Rates can change. A consultant’s hourly rate in January is not necessarily their rate in March. If you compute the rate at report time, a rate change retroactively alters historical billing — which is wrong.

The solution: snapshot rate_applied and rate_effective_date at entry creation. Resolution waterfall is: task rate → project rate → client rate → employee rate → 0. At report time, entries are grouped by (project_id, task_id, rate_applied, rate_effective_date). If a rate changed mid-month, that month’s report has two line items for the same task — one at the old rate, one at the new. Correct and auditable. The alternative is simpler to implement and wrong in production.

MWST on totals

MWST (Swiss VAT, currently 8.1%) applies per client, at a configurable rate. Some clients are exempt (mwst_rate=0). The mistake I avoided: don’t calculate VAT on each line item. Calculate it once on the project-level subtotal, or the grand total. Rounding in the middle compounds.

report_service.py groups entries, sums per group, collects project subtotals, applies MWST once at the end. The client’s rate lives on the client record. Zero means exempt — no VAT line on the invoice.

Boot-time validation

Two things the app refuses to start without in production: a JWT_SECRET of at least 32 characters, and a changed ADMIN_PASSWORD. Both checked in config.py via a Pydantic model_validator. These are the two most common self-hosting mistakes — weak secret, default password — and they’re cheaper to catch at startup than to find in a security review.

Rate limiting on auth endpoints via slowapi: 5 logins per minute, 3 password reset requests per minute. Not a complete defense but raises the floor.

Cursor pagination

All list endpoints use cursor-based pagination: ?limit=50&after=<uuid>. Time entries are append-heavy — new entries come in constantly. Offset pagination skews when rows are inserted between pages; cursor pagination doesn’t. The trade-off: the frontend can’t jump to “page 5,” but nothing in this app needs to. limit is clamped to 1-100.

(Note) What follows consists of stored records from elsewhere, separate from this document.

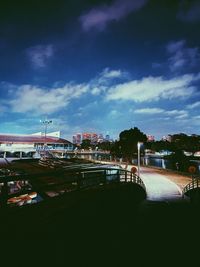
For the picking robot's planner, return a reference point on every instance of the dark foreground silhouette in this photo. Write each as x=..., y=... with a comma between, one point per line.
x=107, y=226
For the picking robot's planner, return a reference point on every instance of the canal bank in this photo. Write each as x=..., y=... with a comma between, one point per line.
x=161, y=185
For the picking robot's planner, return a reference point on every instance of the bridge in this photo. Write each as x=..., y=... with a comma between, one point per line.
x=71, y=179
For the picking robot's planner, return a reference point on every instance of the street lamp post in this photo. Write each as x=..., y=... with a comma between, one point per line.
x=139, y=146
x=46, y=123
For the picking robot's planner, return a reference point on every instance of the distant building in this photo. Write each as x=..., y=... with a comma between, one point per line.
x=93, y=137
x=100, y=138
x=107, y=138
x=77, y=139
x=32, y=144
x=150, y=138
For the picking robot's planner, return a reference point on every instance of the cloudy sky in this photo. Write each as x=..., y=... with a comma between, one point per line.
x=101, y=66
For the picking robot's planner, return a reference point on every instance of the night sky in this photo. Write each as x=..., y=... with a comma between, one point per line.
x=100, y=66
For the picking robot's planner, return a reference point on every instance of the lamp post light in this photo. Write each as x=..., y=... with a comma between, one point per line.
x=46, y=123
x=139, y=144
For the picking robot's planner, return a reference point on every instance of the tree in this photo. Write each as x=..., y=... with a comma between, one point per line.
x=86, y=144
x=127, y=144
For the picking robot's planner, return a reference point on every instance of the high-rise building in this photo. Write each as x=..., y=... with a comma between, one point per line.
x=107, y=138
x=150, y=138
x=167, y=138
x=86, y=136
x=77, y=139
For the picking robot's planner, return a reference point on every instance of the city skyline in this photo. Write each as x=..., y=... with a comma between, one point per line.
x=100, y=66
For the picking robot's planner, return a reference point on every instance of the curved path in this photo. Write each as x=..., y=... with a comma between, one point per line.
x=158, y=186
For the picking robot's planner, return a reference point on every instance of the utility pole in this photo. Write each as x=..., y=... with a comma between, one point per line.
x=46, y=123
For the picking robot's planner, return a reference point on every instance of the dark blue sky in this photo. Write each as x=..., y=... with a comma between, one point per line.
x=101, y=66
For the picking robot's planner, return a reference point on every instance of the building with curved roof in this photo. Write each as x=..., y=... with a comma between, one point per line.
x=32, y=144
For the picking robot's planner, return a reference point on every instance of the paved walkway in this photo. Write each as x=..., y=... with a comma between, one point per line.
x=158, y=187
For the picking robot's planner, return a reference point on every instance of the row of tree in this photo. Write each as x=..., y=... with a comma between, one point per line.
x=127, y=145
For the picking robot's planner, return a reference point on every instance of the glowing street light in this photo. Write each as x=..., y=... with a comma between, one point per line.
x=139, y=144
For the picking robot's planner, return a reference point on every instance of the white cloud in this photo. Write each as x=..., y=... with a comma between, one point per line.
x=182, y=56
x=41, y=101
x=153, y=89
x=111, y=74
x=152, y=111
x=39, y=55
x=99, y=17
x=194, y=105
x=149, y=111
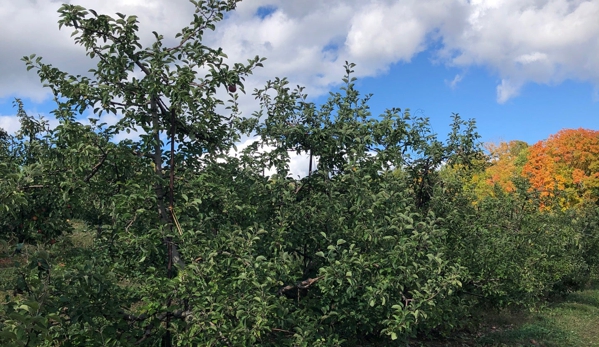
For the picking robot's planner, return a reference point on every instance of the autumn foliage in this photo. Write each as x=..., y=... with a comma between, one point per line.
x=563, y=168
x=567, y=162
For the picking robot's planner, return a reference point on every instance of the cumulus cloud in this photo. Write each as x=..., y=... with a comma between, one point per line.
x=518, y=41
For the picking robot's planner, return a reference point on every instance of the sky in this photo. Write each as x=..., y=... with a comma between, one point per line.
x=524, y=69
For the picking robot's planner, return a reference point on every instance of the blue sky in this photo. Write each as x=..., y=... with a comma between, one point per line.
x=523, y=69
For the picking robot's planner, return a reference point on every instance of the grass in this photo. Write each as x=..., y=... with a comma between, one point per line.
x=572, y=322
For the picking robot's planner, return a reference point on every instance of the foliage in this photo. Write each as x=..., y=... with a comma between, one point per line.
x=195, y=245
x=568, y=162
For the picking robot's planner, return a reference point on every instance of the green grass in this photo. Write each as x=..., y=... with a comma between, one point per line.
x=572, y=322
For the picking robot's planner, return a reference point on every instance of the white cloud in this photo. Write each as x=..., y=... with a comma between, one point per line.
x=299, y=164
x=454, y=83
x=506, y=90
x=10, y=124
x=519, y=41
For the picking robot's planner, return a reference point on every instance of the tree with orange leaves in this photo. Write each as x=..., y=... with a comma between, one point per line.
x=506, y=162
x=567, y=162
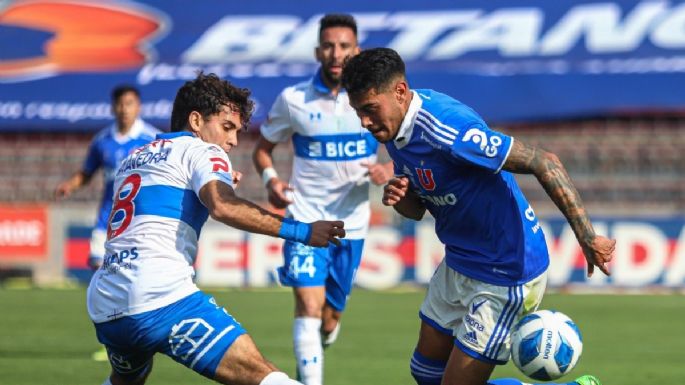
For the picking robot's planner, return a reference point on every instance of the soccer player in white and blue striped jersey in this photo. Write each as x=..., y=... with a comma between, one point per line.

Other things that exist but aren’t the main event: async SQLAlchemy session factory with connection pooling, structured JSON logging with X-Request-ID threaded through via ContextVar, bcrypt for password hashing (replaced passlib — simpler, one algorithm, no abstraction overhead), domain exceptions mapped to typed error codes so the frontend can handle them without parsing message strings.